Di sisi lain, memang nggak gampang mengelola ribuan pengungsi. Idealnya memang dibutuhkan operator yang berpengalaman. Dan memang gak ada salahnya kalau kita sekarang mulai belajar atas kekurangan kita ketika mengelola hal seperti di atas. Mungkin ini juga yang terjadi pada operator PMI ketika mereka mendistribusikan barang bantuan. Muncul kebingungan karena kurangnya informasi yang ada tentang tempat-tempat yang membutuhkan.

Bagi Ilal, teman pesepeda kami yang satu- satunya perempuan, dengan stok bantuan yang ada, ia merasa gak ada salahnya langsung mendrop bantuan ke titik-titik yang membutuhkan. Makanya, kuantitas obat dalam kontainer yang dibawa tim 2 lebih cepat habis dibanding tim 1. Itu pula yang menyebabkan tim 2 akhirnya merekomendasikan warga Soka untuk langsung meminta bantuan ke Lapangan Blali. Dalam catatan Ilal tertera pada Pedukuhan Soka RT 2 RW 17 terdapat sekitar 40 orang yang belum dibantu; tercatat juga 3 jenis sakit, seperti cangkrangen, luka, dan mencret. Tercatat juga keadaan pos pengungsian yang berada di kandang sapi yang beralaskan plastik kresek dengan kebersihan yang kurang, rumah yang memang sudah tidak layak untuk diakses, dan belum adanya pemulihan penerangan listrik di sana.

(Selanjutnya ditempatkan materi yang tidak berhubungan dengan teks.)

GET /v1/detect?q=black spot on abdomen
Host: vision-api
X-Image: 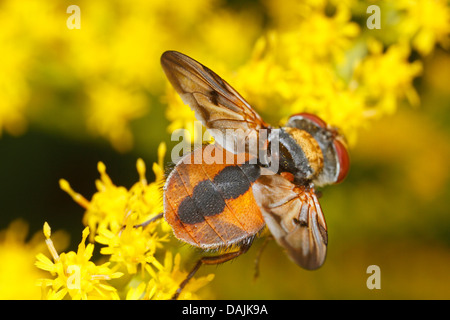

[178,164,260,224]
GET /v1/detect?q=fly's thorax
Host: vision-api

[271,127,323,181]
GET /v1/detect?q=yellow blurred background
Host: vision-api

[0,0,450,299]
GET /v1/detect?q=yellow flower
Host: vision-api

[95,217,168,274]
[35,223,122,299]
[395,0,450,55]
[60,143,166,240]
[354,40,422,114]
[88,82,147,151]
[0,219,68,300]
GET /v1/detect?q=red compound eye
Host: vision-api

[333,140,350,183]
[298,112,327,128]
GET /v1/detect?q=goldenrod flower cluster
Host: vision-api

Tetapi alhambdulillah... ketika tim 1 sampai di kampung tenda—yang relatif masuk telat dibanding tim 2—kami dapat kabar bahwa permintaan bantuan untuk Pedukuhan Soka sudah ditindaklanjuti sore itu juga. Kami semua berbahagia dan bangga dapat berbuat sesuatu yang dapat membantu orang lain dengan segera...

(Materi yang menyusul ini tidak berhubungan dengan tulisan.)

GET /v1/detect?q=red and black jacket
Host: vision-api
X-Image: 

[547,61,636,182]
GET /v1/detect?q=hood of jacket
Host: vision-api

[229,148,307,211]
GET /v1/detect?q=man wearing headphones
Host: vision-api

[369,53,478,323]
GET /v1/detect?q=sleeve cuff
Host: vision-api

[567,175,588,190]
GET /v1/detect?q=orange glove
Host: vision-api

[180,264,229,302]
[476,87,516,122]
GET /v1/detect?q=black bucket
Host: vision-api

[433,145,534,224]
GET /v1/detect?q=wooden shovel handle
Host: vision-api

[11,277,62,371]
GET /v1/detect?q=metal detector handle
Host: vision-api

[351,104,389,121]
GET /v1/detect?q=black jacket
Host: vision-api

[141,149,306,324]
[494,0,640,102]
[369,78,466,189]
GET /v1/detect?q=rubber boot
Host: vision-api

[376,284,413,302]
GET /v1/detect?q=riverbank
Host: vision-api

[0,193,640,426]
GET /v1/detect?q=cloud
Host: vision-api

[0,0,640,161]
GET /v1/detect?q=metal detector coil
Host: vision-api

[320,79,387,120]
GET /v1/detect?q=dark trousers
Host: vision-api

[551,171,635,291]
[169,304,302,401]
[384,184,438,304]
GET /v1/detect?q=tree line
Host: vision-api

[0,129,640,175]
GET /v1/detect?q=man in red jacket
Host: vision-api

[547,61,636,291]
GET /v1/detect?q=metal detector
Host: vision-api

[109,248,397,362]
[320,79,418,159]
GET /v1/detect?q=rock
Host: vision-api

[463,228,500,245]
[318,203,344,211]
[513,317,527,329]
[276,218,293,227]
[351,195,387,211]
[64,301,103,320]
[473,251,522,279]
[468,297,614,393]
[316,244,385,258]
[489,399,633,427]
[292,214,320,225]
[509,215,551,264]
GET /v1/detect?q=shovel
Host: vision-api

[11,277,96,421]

Jam 6 sore, kami naik ke base di Jogja kemudian berkoordinasi dan mereview perjalanan hari itu, 1 Juni 06. Beberapa hal menarik disimpulkan dari diskusi kami. Memang laporan kami nggak mungkin dapat ditulis langsung, karena kita masih mencari format pengumpulan data yang cepat dan taktis. Poin penting yang perlu dipegang adalah bahwa kecenderungan para operator distribusi bantuan selama ini lebih berpegang pada ukuran administratif daripada ukuran kebutuhan. Kalau pendataan kependudukan kita sempurna dan menyimpan data yang tepat, hal ini tentu akan memudahkan kita untuk mendata. But???

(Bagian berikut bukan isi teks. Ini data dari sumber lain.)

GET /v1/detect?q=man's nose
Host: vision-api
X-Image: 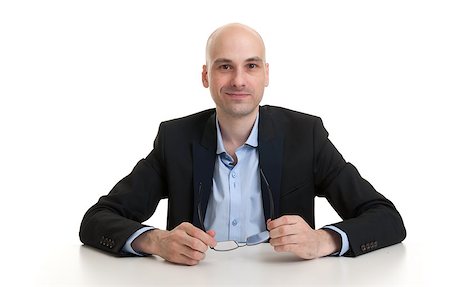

[231,69,245,88]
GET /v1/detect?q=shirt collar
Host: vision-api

[216,112,259,154]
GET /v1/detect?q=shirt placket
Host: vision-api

[229,159,242,241]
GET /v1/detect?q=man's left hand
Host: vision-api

[267,215,340,259]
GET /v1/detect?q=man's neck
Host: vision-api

[217,110,258,162]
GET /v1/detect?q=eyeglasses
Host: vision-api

[197,168,274,251]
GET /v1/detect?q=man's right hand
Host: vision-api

[131,222,217,265]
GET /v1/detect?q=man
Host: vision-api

[80,24,406,265]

Ya realitas mengatakan lain. Kita terjebak di dalamnya. Bagaimana para korban atau pengungsi bisa mendata cepat sementara, mungkin ... mereka nggak punya kertas. Bisa jadi ada, tetapi untuk mendapatkannya mereka harus masuk ke rumah yang penuh ancaman dari atap dan lantai yang selalu bergetar sewaktu-waktu. Maka kita akan menentukan skala prioritas, mulai dengan data yang masuk lebih dulu daripada data yang masuk belakangan dan bersifat segera.

Kami pesepeda juga merasakan betapa sulitnya medan yang ada, terutama yang di lereng dan punggung bukit. Kami saja kemarin nafasnya ngos-ngosan ketika menaiki perbukitan itu, lantas bagaimana dengan para pengumpul data yang berjalan kaki? Mobilitas kita di lapangan berkurang dan wilayah jangkauan yang perlu dicover jadi terbatas. Mungkin perlu teknis penyusuran yang lebih detil dan terencana. Sayang saja kalau medan yang sudah sulit itu, sekali jalan tidak terdata dengan sempurna.

Kemudian perlu adanya cek-ricek antara data yang masuk, karena perubahan di lapangan (Kampung Tenda gaiacorps) melaju dalam sepersekian detik. Super cepat. Begitu juga kebutuhan para pengungsi, kalau tidak ditangani dan diatur dengan tepat. Kondisi kesehatan dan psikis mereka akan drop juga. Kita semua mau tidak mau harus tangkas dan responsif. Jangan sekadar jadi nama stiker di mobil saja.

Ini juga mungkin menjadi kebutuhan kita ketika ingin mendengar lebih dalam kebutuhan para korban bencana. Mereka ingin dihargai dan diperhatikan sebagai manusia yang bermartabat. Kalau kita yang punya kelebihan ingin membantu yang kekurangan, janganlah sesekali bersifat arogan; bertanya tanpa turun dari mobil atau berbicara dengan menelunjukan jari ke posisi setara dengan kepala lawan bicara. Kami berpendapat sebenarnya mereka mengalami lebih banyak luka psikologis, sehingga untuk menjawab ini memang butuh interaksi yang intens dengan mereka dalam waktu lama. Akan lebih gampang pula menjangkaunya kalau jarak di antara mereka itu dekat.